Conceptual Architecture v1.0.0 Diagram
Conceptually we are building two pieces of the target state architecture discussed in our previous post. We are looking to build out the Azure Databricks instance, which will be used for data engineering as well as data discovery, investigation, analytics, and potentially even basic reporting. We are also looking to build out our core storage components, which will consist of three Azure Storage accounts, one for each of the Bronze, Silver, and Gold data stores typical in a Data Lakehouse environment. If you look through the code or the actual objects generated by the Terraform, you will discover a much more complex set of resources created in Azure. The reason for this is, as to be expected, the logical model doesn’t ever really match up to the physical solution. We are looking to create an Enterprise-class solution which in this case means added security.

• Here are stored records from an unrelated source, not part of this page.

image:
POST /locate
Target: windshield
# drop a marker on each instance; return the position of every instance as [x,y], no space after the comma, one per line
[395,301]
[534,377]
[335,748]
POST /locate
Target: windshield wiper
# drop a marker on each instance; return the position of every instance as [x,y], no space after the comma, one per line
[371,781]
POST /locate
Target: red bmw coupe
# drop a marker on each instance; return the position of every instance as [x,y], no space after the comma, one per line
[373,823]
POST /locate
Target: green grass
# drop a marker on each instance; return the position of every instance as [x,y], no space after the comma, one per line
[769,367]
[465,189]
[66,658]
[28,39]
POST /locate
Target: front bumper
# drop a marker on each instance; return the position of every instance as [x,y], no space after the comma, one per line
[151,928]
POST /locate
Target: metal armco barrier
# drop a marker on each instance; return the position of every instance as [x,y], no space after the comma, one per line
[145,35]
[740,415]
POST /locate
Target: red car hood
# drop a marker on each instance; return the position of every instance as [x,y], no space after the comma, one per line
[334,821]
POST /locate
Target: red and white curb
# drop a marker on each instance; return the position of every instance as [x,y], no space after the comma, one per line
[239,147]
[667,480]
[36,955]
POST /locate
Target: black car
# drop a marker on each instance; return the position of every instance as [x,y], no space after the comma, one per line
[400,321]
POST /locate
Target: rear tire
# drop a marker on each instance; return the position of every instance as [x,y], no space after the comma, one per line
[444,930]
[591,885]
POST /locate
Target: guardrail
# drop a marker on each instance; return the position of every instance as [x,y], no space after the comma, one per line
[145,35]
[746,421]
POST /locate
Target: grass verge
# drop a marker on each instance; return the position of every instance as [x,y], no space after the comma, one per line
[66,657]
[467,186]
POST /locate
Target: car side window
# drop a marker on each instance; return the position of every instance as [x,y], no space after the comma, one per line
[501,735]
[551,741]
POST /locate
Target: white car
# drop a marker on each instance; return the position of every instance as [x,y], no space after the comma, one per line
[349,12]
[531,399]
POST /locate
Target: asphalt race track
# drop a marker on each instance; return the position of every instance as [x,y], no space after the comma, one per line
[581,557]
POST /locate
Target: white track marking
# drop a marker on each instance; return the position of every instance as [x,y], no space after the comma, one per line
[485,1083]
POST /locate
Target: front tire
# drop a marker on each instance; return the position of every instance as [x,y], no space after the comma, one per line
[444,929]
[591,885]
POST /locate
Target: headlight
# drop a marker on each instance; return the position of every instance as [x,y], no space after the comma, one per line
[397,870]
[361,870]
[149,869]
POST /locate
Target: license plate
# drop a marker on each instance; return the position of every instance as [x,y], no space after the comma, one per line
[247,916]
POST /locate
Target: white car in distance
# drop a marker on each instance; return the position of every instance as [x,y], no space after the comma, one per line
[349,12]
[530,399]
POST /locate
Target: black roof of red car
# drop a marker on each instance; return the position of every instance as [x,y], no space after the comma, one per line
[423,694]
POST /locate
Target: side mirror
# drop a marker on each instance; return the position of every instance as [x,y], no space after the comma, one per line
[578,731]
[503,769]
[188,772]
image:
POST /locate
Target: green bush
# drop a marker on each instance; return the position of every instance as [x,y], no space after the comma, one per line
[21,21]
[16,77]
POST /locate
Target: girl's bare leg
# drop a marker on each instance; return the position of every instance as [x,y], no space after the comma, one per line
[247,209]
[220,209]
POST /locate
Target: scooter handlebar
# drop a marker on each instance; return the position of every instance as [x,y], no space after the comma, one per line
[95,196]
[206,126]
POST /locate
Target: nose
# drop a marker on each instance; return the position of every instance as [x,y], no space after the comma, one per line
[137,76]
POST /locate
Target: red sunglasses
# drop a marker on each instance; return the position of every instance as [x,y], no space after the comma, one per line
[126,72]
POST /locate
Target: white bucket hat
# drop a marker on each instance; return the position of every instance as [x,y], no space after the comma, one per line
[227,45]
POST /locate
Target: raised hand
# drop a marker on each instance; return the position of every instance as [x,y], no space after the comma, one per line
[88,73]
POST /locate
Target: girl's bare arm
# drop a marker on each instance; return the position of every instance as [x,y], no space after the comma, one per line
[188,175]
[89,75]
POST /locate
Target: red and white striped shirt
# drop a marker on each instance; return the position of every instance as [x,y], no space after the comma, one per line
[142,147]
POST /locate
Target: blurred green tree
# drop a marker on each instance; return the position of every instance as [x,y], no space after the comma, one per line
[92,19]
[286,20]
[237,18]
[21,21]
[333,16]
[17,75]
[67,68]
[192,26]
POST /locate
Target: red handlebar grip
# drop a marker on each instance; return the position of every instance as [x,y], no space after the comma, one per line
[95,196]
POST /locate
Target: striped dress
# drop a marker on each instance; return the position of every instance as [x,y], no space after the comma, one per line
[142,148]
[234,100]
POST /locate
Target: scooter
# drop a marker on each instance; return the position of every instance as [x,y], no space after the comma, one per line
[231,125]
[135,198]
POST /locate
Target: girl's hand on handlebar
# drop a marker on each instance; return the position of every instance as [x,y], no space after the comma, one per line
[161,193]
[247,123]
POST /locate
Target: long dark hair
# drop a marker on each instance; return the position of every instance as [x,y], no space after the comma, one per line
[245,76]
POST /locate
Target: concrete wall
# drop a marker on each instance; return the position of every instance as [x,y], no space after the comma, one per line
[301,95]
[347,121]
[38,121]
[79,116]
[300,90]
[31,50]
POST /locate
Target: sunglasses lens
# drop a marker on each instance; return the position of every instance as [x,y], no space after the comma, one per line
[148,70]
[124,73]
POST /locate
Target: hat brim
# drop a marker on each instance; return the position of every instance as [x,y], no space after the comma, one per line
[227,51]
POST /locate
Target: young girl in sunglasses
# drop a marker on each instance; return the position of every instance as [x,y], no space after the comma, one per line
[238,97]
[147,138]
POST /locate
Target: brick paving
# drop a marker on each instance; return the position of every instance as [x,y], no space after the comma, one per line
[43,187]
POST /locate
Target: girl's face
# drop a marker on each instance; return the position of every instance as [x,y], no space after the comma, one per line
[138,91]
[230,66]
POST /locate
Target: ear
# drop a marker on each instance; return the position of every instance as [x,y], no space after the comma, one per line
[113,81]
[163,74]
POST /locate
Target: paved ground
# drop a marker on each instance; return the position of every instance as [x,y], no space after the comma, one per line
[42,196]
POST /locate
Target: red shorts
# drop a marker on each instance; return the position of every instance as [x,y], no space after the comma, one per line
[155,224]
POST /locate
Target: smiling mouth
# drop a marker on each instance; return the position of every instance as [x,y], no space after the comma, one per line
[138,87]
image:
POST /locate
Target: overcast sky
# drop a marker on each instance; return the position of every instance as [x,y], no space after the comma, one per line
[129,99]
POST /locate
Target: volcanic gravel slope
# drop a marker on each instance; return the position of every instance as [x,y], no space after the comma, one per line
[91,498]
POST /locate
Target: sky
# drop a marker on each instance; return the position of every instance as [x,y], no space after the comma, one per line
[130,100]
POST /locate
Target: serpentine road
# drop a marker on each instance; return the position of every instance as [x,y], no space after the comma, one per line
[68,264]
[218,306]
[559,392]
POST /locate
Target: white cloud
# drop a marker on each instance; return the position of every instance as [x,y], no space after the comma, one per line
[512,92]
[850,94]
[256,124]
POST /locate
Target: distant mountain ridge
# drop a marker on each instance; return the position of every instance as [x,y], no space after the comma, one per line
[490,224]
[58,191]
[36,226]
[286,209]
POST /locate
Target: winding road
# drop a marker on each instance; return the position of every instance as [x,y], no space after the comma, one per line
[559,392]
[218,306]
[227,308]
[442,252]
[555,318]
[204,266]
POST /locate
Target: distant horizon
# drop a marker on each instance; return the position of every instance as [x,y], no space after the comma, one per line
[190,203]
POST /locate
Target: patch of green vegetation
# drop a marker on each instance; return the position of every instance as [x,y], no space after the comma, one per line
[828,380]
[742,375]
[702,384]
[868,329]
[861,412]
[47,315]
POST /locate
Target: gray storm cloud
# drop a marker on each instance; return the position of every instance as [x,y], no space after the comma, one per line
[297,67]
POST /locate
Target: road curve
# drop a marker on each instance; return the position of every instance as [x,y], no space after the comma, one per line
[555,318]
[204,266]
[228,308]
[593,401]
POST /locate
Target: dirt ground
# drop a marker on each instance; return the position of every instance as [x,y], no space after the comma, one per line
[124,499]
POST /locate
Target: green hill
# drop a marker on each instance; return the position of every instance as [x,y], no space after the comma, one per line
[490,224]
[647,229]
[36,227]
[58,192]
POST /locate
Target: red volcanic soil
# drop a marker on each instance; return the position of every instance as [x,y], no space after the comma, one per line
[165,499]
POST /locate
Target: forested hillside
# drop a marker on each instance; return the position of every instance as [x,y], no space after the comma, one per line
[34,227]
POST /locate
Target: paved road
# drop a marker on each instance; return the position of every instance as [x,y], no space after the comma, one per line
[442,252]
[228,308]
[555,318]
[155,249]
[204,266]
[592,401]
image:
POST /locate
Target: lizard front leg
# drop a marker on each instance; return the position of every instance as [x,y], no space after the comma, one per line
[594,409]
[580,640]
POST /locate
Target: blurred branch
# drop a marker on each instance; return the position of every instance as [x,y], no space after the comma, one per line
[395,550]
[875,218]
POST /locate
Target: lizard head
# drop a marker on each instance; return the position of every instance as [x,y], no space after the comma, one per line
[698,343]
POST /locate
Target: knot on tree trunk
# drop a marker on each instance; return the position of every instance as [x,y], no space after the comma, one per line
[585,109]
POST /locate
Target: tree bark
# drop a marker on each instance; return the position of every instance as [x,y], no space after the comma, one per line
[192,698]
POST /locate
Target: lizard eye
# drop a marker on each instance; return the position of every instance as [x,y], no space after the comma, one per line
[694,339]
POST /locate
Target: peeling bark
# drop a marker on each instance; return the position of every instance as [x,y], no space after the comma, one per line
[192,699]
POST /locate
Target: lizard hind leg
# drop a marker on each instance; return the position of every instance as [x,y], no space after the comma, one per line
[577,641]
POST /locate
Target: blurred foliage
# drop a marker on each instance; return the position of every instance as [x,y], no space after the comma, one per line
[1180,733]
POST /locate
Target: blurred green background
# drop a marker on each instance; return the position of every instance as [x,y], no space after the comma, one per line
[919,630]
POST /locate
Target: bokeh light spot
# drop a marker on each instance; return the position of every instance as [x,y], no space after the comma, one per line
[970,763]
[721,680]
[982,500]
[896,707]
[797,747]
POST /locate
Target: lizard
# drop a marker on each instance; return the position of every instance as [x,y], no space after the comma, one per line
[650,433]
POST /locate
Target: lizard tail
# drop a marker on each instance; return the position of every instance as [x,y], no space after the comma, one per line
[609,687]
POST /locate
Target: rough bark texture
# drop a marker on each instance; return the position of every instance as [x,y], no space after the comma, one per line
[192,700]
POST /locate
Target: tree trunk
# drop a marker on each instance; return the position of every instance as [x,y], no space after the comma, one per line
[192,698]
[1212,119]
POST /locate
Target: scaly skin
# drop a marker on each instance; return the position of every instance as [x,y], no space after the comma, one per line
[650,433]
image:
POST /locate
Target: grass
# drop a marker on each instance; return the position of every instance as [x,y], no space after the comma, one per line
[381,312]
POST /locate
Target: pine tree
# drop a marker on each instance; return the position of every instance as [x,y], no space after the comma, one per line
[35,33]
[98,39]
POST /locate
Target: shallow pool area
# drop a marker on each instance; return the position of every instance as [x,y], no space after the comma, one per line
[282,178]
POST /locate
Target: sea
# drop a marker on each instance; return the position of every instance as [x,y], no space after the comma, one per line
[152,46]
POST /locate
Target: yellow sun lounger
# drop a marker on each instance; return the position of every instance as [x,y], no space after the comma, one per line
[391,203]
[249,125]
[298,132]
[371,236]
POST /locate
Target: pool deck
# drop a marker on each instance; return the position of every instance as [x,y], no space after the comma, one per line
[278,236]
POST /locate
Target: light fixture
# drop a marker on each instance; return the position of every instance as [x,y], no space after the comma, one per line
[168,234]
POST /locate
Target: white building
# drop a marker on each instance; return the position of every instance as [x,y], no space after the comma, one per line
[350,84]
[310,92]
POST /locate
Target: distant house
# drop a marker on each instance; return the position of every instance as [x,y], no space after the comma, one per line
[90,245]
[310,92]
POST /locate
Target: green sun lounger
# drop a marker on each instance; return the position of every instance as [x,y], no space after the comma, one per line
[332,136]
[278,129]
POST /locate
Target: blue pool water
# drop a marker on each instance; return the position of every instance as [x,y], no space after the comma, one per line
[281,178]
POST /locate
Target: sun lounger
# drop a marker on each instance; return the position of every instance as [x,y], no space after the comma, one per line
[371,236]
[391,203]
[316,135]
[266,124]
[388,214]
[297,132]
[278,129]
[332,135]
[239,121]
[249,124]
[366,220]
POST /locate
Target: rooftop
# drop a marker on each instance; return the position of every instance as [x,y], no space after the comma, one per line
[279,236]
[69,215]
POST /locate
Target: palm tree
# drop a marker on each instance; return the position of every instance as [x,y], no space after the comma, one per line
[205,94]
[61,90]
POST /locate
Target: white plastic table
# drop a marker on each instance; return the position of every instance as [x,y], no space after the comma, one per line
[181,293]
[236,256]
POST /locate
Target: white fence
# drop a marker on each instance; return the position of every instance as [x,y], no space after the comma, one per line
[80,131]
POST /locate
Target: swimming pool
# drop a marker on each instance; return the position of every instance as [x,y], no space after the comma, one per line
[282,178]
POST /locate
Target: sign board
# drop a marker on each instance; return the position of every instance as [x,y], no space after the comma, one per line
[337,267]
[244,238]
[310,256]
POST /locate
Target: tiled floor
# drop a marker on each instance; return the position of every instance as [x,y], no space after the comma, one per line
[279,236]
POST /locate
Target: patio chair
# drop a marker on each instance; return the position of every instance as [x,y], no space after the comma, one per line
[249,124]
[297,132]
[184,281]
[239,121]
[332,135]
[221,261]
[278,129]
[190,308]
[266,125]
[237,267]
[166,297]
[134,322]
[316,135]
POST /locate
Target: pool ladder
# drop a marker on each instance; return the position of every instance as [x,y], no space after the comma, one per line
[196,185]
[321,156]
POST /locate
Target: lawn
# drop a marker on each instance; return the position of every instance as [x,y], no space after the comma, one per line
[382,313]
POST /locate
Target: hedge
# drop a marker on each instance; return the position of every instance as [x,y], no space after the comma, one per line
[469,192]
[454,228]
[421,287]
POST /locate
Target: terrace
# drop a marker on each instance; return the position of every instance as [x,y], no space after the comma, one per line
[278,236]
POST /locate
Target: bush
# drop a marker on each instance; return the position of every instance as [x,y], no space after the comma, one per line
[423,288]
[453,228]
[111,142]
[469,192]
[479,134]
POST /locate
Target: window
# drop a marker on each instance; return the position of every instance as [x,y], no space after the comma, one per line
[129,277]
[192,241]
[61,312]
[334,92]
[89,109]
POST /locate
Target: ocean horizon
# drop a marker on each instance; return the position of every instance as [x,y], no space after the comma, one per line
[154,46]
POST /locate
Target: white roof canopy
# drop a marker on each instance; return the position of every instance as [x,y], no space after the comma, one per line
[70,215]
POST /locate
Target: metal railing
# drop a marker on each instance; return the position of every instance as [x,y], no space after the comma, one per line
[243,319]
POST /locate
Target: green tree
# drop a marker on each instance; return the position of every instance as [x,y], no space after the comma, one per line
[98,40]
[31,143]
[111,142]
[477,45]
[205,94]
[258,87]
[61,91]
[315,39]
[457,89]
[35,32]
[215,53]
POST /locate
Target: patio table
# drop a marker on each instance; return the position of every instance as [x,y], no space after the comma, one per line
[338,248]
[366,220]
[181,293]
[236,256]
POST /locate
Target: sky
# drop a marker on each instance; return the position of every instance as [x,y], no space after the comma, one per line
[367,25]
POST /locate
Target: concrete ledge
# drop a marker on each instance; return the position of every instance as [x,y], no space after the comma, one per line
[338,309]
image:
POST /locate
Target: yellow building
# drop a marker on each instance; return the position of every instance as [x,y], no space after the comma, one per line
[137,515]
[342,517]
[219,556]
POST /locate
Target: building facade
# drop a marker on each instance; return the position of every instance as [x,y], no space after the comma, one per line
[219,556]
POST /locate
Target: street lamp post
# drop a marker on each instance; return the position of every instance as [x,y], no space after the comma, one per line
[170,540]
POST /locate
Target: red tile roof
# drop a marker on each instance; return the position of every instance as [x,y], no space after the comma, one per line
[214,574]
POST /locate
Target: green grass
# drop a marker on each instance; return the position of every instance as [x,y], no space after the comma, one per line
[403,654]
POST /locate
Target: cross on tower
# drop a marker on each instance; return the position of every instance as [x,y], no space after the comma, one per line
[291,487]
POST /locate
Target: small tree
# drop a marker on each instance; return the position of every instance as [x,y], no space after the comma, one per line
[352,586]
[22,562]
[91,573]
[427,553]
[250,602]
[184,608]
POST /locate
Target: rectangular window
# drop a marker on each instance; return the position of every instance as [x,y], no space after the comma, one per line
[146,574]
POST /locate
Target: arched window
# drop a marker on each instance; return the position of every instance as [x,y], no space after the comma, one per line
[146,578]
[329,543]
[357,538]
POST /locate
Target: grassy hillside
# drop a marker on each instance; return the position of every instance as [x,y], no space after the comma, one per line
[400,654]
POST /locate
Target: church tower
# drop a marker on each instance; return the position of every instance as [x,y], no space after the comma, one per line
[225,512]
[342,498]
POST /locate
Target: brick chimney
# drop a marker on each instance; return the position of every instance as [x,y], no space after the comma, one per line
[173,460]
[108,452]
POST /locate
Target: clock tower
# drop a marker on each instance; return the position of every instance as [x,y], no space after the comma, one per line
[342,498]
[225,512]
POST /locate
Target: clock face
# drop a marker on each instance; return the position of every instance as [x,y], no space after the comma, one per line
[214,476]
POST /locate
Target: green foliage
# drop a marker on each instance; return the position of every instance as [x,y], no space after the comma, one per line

Physical Architecture v1.0.0 Diagram
The above diagram is a much more accurate picture of what the final result of the Terraform execution will produce. Overall, we are looking to encapsulate our solution into a virtual private IP space as much as possible and restrict the rest to only communicating with a specific allowed list of IP ranges. As mentioned above, in this first release, we secure the Databricks component by disallowing direct external IP connection to the Databricks clusters. Over time we will add additional layers of protections to the Azure Storage as well as other components. We also introduce the concept of Azure Policy as an enforcement mechanism of our desired secure state. In this release, we have an Azure Policy that restricts us to using a Geopolitical zone we feel is compatible with most of our use cases.
Diagram Details
Naming Conventions – The names in the diagram have XXX or YYYYY or ZZZZZZZZZZZZ. These repeating capital letter patterns indicate three different reused strings by the terraform code to create multiple instances without naming collision concerns. XXX represents the three-letter company code expected by the terraform code. The five letter length YYYYY represents a random string generated by the terraform code at runtime and stored in the state file to be reused by any future updates. The 12 letter length Z pattern is a randomly generated string by Databricks when it creates its own managed resources.
(1) – The “dbw-mdp-XXX-YYYYY” is the core resource group for the modern data platform; it contains all of the resources created by the terraform script. Currently, the resource group contains the Azure Databricks service, the Vnet, subnets, and the load balancer and storage accounts. Lastly, it contains an NSG that secures the subnets in which virtual NICs will be placed when Databricks Clusters are spun up.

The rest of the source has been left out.